Bunu duyan Yue Fei anında karşılık verdi, “O zaman kendin alabilirsin.”

Akşamleyin Gu Wei masasındaki belgeleri düzenlemek için çalışma odasına döndü. Bir süre sonra çalışma odasının kapısı çalındı.

Bu saatte normalde kimse kapısını çalmazdı.

“İçeri gel,” dedi Gu Wei.

Kapı dışarıdan açıldı ve Yue Fei içeri girdi.

İçeri girer girmez tatlı omega feromonları yabani reçine kokusuyla sarmalandı.

Yue Fei biraz utanmıştı, “Meşgul…müydün?”

Feromonunun kokusunu alır almaz Gu Wei onun neden geldiğini anlamıştı.

Elindeki belgeleri düzenlemeye devam eden Gu Wei, “Meşgul değilim, bir şey mi oldu?” diye sordu.

Yue Fei yaklaştı ve onun belgeleri düzenlediğini görünce bir şey söyleyemedi.

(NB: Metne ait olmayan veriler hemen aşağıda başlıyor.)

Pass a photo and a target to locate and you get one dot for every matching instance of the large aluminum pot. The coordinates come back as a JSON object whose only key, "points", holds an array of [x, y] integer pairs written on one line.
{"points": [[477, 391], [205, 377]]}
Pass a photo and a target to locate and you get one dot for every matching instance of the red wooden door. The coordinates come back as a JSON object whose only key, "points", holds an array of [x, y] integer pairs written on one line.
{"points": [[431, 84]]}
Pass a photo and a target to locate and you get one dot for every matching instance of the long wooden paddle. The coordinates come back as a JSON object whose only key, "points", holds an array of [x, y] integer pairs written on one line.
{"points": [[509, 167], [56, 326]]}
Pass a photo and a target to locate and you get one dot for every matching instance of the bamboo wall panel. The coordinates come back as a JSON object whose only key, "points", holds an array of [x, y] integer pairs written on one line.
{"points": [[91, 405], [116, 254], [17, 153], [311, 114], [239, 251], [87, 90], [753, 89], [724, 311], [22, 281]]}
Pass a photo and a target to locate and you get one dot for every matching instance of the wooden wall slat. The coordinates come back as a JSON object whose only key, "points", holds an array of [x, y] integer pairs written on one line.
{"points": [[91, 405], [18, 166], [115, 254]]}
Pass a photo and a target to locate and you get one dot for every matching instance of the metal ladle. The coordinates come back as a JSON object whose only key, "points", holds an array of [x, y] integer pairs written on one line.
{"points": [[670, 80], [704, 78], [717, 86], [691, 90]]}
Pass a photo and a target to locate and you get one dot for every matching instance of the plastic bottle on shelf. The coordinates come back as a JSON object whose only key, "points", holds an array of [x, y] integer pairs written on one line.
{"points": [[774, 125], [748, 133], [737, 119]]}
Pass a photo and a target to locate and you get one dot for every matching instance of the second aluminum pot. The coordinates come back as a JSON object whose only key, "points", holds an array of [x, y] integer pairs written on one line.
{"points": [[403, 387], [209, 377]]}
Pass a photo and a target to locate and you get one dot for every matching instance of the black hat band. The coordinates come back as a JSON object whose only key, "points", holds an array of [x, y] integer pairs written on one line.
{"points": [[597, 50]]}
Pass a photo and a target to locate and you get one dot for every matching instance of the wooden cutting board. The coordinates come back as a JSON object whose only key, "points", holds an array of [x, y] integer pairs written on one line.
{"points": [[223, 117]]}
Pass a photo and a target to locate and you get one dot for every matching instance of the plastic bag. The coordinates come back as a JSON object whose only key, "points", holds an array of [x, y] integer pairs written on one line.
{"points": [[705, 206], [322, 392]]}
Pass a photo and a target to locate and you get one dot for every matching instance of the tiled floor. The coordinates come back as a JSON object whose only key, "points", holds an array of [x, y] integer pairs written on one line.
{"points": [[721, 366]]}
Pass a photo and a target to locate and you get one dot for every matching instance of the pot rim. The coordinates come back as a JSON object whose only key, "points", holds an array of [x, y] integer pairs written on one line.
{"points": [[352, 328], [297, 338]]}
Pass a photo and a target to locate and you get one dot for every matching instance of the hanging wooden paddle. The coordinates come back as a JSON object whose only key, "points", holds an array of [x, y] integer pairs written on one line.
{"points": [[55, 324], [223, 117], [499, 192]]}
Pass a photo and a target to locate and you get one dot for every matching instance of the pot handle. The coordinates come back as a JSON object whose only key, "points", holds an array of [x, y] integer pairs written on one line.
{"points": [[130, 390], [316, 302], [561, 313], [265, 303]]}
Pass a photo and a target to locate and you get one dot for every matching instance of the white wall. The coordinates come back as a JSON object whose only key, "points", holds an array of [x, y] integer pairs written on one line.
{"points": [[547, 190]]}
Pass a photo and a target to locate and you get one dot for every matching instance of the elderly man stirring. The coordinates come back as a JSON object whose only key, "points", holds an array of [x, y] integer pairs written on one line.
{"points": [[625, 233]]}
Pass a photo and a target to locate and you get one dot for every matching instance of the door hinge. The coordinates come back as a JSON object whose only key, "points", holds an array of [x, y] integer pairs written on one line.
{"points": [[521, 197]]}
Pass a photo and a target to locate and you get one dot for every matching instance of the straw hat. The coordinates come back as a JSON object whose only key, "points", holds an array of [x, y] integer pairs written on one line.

Bir müddet orada dikildikten sonra ellerini kaldırdı ve “on” işareti yaptı, “Bugünkü on dakika…”

Gu Wei yeni hatırlamış gibi, “Ah,” dedi. Ardından sandalyesinde döndü ve kendisi ile masa arasında bir boşluk bırakarak biraz geri çekildi, “Gel buraya.”

Hâlâ oturuyordu ve Yue Fei ise ayaktaydı.

Onun dediğini duyunca Yue Fei ona doğru yavaşça yaklaşmak yerine doğrundan masayla Gu Wei’nin arasındaki boşluğa girdi.

Gu Wei’nin hareketsizce oturduğunu gören Yue Fei ne yapacağını bilemiyordu, “Kalkmayacak…mısın?”

Böylece Gu Wei ayağa kalktı.

Otururken hiçbir şey hissetmemişti ama Gu Wei ayağa kalkar kalkmaz Yue Fei ikisinin neredeyse birbirine yapıştığını fark etmişti.

Ayrıca Gu Wei, Yue Fei’den çok daha uzundu ve bir alfaydı. Ayağa kalktığında, diğer insanlara karşı ezici bir üstünlük kuruyordu.

Yue Fei ona bakmak istediği için bilinçsizce geriye doğru bir adım attı ama kalçası masanın kenarına hafifçe dokundu.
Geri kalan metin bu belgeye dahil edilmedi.